One of the techniques common in chemical research is the principle of serendipity. Essentially you try different combinations of approaches and materials until you find one that optimizes the reaction. You don’t have to understand how these components work – once you have the desired result, you’re done. The problem is the difficulty of building on that research to make a better product or to gain a greater fundamental understanding of the kinds of reactions and structures that are being involved. For example, photosynthesis is not well understood, making it hard to replicate in the lab these systems that work so efficiently in nature. Researchers can either fall back on serendipity or – with increasing frequency – enlist the help of supercomputers to run simulations of the components and see how they react.
Even with a supercomputer, the computations can be so numerous and complex that it is impossible to investigate them all. This, however, does not deter TACC, which continues to add new capabilities to its HPC systems. The upgrades include software as well as hardware.
For example, in addition to new, highly parallel software that takes advantage of today’s multicore high performance computers, some very useful computational chemistry programs that have been available for decades have been continuously updated and are still in use today. For example, Gaussian is a general-purpose computational chemistry software package that has been going strong since its release in 1970. Recent versions include cutting-edge research in quantum chemistry.
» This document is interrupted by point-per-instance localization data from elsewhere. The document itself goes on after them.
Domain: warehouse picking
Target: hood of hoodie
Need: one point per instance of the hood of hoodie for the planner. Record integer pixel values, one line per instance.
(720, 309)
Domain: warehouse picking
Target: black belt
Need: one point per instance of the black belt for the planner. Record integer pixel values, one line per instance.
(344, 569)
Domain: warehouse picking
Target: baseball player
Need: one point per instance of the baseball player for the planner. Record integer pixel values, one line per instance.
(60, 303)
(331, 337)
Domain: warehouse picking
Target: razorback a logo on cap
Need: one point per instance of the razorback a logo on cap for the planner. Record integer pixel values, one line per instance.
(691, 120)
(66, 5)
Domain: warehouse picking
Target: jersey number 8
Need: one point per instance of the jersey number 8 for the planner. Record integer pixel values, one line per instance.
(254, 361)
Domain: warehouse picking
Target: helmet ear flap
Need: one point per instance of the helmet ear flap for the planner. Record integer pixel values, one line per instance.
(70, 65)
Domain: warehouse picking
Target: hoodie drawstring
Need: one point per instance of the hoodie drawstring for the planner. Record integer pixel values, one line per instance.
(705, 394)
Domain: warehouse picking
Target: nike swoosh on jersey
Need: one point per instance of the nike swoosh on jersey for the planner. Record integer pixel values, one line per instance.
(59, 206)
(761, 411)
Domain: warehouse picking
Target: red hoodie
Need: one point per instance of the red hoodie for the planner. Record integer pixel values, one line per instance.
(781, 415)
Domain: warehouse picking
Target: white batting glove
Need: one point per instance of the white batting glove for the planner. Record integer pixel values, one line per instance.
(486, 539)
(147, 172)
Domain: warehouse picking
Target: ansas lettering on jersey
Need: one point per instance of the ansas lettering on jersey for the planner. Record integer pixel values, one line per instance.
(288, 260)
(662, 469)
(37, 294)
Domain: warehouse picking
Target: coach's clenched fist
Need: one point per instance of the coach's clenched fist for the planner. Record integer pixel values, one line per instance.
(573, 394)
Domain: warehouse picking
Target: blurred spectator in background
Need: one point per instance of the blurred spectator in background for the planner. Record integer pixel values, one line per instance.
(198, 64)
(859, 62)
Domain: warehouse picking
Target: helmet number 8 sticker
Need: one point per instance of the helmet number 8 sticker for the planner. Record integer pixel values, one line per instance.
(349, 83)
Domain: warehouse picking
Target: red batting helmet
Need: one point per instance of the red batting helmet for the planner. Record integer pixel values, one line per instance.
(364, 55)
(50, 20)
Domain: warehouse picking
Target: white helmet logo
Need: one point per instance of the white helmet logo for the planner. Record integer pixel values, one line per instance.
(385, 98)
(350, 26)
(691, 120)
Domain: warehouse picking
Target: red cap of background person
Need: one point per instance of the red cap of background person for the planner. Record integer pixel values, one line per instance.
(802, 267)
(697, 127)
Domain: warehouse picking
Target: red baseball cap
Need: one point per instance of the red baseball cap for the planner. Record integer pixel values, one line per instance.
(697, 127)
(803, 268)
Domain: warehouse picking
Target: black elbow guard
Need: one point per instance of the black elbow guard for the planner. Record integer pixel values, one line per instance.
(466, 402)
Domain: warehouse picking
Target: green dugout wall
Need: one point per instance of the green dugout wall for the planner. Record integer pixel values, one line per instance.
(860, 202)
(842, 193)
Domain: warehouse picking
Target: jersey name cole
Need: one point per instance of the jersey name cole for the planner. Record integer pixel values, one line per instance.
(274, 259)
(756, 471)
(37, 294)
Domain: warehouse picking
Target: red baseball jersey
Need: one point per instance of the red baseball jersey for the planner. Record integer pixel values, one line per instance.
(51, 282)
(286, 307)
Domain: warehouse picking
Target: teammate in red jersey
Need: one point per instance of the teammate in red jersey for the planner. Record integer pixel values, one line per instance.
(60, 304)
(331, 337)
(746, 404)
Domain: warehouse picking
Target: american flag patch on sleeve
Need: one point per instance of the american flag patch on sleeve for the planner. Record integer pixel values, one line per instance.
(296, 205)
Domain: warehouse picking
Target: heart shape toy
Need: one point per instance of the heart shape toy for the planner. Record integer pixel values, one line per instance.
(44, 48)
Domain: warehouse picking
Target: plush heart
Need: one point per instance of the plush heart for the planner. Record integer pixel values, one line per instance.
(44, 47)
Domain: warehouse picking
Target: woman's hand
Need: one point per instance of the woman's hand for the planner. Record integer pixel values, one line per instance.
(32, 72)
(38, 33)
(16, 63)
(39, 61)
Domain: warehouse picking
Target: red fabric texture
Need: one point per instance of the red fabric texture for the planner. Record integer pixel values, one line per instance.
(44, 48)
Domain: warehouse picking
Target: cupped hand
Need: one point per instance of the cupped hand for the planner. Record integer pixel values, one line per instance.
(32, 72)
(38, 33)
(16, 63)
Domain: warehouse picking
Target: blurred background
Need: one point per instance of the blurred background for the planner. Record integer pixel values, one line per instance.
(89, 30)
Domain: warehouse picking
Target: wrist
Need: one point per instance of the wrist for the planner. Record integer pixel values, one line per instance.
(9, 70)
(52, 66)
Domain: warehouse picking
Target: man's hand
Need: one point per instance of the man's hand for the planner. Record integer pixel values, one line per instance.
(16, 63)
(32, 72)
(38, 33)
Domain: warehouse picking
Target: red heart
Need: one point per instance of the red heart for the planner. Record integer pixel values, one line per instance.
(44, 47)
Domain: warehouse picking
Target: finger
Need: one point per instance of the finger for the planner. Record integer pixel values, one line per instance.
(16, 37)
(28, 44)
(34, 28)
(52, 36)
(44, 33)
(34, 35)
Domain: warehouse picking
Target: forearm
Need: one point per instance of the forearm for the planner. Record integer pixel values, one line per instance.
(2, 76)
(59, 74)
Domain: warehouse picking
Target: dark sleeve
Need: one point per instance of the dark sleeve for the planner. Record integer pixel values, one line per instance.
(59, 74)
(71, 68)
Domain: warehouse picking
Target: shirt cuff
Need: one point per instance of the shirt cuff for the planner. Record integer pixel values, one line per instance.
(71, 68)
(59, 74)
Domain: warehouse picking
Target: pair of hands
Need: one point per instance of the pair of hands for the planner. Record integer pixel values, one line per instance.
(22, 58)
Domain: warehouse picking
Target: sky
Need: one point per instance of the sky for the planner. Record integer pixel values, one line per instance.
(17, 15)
The TACC software library contains numerous other programs that are available to researchers like the Ateşins.
TACC hardware systems are keeping pace and the chemists have been able to produce simulated results of reactions that can then be compared to experimental data derived in the lab. One of the TACC flagship systems available to the chemists is Stampede2. The system entered full production in 2017 providing HPC capabilities to thousands of researchers across the U.S. This is an 18 petaflops system that builds on the successes of the original Stampede cluster it replaced. It features 4,200 servers based on “Knights Landing” Xeon Phi processors and 1,736 servers based on “Skylake” Xeon SP processors, both from Intel. The system uses a 100 Gb/sec Intel Omni-Path network fabric to link the nodes together.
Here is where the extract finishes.